Though the film credits give "story by" acknowledgment to first-time writer Jordan Goldberg, Josh Olsen acknowledged it was actually based on a very similar story by Frank Robbins called "The Batman Nobody Knows". The story was first printed in Batman #250 in 1973, and subsequently adapted as "Legends of the Dark Knight" in the New Batman Adventures. According to Olsen: "The first time it's stealing, the second time it's borrowing, the third time you're creating a genre".

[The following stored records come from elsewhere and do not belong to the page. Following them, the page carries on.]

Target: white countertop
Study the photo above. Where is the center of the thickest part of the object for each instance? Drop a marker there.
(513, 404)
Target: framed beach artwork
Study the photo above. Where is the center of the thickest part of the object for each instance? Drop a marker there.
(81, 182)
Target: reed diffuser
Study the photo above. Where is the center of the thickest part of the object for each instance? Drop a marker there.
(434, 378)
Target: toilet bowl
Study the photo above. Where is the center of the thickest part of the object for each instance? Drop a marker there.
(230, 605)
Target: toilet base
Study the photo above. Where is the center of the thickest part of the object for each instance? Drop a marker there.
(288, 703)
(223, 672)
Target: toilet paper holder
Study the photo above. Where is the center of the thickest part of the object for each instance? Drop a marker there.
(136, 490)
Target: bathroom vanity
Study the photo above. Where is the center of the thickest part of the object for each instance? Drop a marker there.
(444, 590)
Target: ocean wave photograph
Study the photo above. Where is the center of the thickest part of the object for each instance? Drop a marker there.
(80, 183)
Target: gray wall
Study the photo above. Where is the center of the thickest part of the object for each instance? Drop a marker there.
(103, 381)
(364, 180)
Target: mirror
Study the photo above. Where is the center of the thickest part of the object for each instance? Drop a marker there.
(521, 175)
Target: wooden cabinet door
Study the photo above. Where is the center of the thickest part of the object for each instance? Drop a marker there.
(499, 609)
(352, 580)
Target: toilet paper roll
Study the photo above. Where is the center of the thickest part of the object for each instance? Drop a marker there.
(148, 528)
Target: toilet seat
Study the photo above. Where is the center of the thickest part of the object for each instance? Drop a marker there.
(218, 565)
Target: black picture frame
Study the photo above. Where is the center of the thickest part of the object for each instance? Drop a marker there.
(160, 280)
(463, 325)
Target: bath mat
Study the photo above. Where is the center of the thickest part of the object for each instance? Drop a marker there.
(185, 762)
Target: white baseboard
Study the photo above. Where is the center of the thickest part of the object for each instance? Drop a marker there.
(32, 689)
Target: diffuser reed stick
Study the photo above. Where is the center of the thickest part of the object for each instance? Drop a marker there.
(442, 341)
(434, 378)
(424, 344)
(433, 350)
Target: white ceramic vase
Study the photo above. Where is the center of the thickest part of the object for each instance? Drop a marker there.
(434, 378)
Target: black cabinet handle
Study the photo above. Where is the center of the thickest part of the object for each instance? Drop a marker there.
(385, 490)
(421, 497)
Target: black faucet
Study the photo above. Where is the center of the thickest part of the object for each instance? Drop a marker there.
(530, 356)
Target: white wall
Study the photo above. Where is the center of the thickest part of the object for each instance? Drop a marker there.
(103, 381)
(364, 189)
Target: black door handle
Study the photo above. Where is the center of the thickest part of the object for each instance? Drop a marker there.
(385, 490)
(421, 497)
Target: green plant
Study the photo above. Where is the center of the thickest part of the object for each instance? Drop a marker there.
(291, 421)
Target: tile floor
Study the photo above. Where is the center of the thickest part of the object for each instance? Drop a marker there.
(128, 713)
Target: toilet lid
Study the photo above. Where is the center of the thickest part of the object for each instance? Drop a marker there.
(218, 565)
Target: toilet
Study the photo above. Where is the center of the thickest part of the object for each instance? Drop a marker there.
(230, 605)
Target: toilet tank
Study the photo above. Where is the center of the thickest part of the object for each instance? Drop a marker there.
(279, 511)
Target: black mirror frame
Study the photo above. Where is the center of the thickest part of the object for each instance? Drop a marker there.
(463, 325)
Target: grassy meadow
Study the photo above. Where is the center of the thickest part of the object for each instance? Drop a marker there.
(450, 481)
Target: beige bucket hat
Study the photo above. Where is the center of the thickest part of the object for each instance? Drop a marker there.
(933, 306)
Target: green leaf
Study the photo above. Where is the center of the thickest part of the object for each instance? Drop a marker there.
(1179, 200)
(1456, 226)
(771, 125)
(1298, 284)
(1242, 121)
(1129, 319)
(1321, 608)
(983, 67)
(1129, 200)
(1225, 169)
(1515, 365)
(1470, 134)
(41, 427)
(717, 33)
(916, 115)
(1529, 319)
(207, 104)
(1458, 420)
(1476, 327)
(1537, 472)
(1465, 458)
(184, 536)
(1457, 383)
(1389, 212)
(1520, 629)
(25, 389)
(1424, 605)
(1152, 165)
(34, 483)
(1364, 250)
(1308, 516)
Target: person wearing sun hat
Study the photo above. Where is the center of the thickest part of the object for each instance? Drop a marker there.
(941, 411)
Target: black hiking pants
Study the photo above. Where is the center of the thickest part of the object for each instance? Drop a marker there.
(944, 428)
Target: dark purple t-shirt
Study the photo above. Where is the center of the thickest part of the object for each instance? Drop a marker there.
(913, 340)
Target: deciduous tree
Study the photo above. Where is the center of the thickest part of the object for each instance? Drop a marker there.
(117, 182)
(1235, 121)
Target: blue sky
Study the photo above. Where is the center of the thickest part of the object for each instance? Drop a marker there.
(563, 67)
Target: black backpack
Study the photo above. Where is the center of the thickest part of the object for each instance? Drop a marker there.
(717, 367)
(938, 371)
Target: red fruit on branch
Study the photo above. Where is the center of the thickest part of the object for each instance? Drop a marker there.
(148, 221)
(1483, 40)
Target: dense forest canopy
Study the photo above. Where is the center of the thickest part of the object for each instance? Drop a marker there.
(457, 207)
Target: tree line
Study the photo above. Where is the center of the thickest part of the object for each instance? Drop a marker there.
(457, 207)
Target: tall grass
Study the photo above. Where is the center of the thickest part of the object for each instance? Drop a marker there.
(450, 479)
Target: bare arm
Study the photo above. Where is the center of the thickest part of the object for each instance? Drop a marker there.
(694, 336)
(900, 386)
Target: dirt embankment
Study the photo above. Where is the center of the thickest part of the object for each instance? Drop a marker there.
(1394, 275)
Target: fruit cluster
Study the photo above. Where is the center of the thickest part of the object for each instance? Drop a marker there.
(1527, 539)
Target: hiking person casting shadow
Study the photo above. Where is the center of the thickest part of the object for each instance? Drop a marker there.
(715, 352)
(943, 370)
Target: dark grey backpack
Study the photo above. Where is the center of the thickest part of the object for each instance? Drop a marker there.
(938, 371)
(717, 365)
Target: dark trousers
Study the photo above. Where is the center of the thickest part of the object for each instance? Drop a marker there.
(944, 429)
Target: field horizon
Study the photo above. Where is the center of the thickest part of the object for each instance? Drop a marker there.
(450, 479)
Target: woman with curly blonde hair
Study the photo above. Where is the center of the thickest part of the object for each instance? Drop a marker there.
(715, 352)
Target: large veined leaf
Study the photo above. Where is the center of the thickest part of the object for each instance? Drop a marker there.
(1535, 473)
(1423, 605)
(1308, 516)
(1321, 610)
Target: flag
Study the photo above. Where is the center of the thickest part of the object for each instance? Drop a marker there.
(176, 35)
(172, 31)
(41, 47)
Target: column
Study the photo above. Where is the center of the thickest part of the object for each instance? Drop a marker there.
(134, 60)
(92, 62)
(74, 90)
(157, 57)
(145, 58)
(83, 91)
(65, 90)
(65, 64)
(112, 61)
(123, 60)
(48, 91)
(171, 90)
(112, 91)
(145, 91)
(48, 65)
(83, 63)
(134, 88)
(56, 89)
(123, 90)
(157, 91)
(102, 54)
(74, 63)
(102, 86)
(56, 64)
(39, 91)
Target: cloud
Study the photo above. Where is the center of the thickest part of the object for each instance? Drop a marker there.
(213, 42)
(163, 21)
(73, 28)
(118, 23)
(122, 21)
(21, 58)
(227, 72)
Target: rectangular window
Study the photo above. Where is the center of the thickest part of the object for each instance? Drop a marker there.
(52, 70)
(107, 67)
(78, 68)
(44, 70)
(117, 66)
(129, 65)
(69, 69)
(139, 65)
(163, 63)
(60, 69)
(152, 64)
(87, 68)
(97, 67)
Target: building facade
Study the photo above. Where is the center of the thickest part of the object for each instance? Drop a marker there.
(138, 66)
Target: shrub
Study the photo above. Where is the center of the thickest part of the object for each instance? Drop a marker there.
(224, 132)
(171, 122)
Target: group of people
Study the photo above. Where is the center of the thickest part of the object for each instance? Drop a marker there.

Also, the three different versions of the man in black have many similarities to other members of Batman's Rogues gallery, though they all resemble a member of the League of Shadows. The first story features a tech-wielding villain who has teeth similar to Killer Croc, the second uses a jetpack, which may or may not be a reference to Firefly, and the third has similarities to Deadshot. Also, the Batman of the second encounter is very similar to the villain Man-Bat. When the Man in Black is seen by all the teenagers, he has no identifiable characteristics, other than that of the new Red Hood for his use of gadgetry and trademark "knife" use (the piece of glass he picks up). (Killer Croc and Deadshot are both featured in the full movie.) It should also be noted that the plot goes by whoever saw Batman last, goes first, and the one who saw Batman first, goes last. This could be a reference to Batman Begins and The Dark Knight director Christopher Nolan's(Also director of Inception and The Prestige) most critically acclaimed film Memento, as it is in a similar way with a plot that goes backwards and another plot that goes foward, and all the stories come full circle at the end.